Her Alexander McQueen dress has been to a premiere, "SNL" and the Oscars.

April 19, 2018, 3:04 PM

Tiffany Haddish knows how to make the best of a sticky sartorial situation.

The comedian told W magazine that last summer, she agreed to spend money on designer clothing in the interest of helping her career, though she didn't realize exactly how expensive her new closet would cost.

Ultimately, a stylist brought her several options for the "Girls Trip" premiere in July, and the only dress that fit well was a white number by Alexander McQueen. After she hit the red carpet, she realized it cost $4,122.

“I should’ve known -- wasn’t no price tag on that dress. So I wear it for 'Girls Trip,' and then they give me the receipt. When I saw the receipt, I cried," she said. "So I’m wearing it multiple f------ times. I don’t care what nobody say -- that’s a down payment on a car, that’s a medical bill. So, even though everyone says I shouldn’t wear the dress in public again, I’m wearing it.”

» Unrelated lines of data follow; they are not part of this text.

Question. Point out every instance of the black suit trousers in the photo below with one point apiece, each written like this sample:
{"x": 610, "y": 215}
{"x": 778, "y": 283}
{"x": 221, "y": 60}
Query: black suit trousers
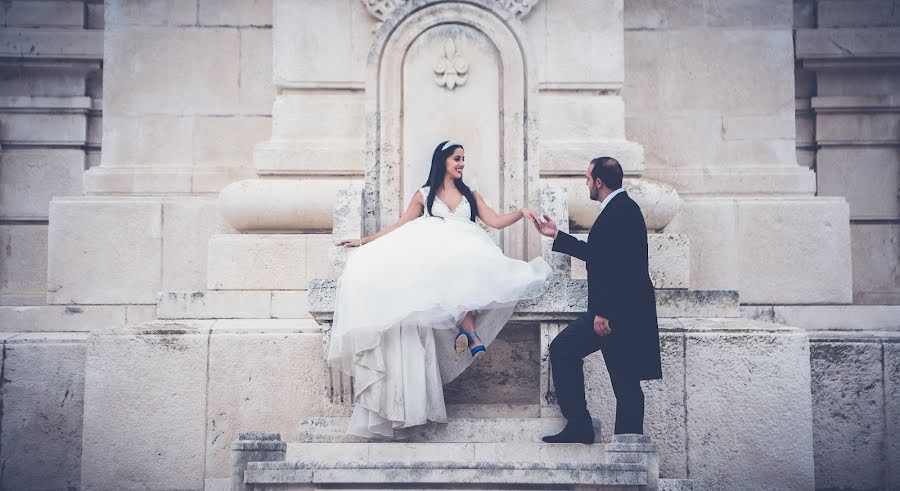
{"x": 567, "y": 352}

And has she ever. Since the "Girls Trip" premiere, Haddish, 39, has worn the dress to host "Saturday Night Live" in November and to the Oscars in March.

It's a big departure for the actress, who became a sensation following the success of her raunchy 2017 comedy. Haddish told W that when she was shooting the film, she was using a knockoff Michael Kors bag that her co-star, Jada Pinkett-Smith, chastised her for buying.

“I told her that my philosophy is, 'Whatever the bag costs, I should be able to keep that amount of cash in the bag. If it’s a $300 purse, I have to put $300 in cash in that purse.' I do not want a bag that is more expensive than the cash I have to put in it," she said. "Things are going good for me now, so I am graduating to your Fendis and your Guccis. But I better have the cash equivalent, or I’m not buying the purse."

"And if things start to go wrong, I’m going right back to my knockoffs," she continued. "When you’re somebody like me, who’s been homeless, clothes are not that important. Clothes are not a roof over my head, food in my stomach, my family’s health -- that’s what money is for. But fashion helps get more money. So, we ride.”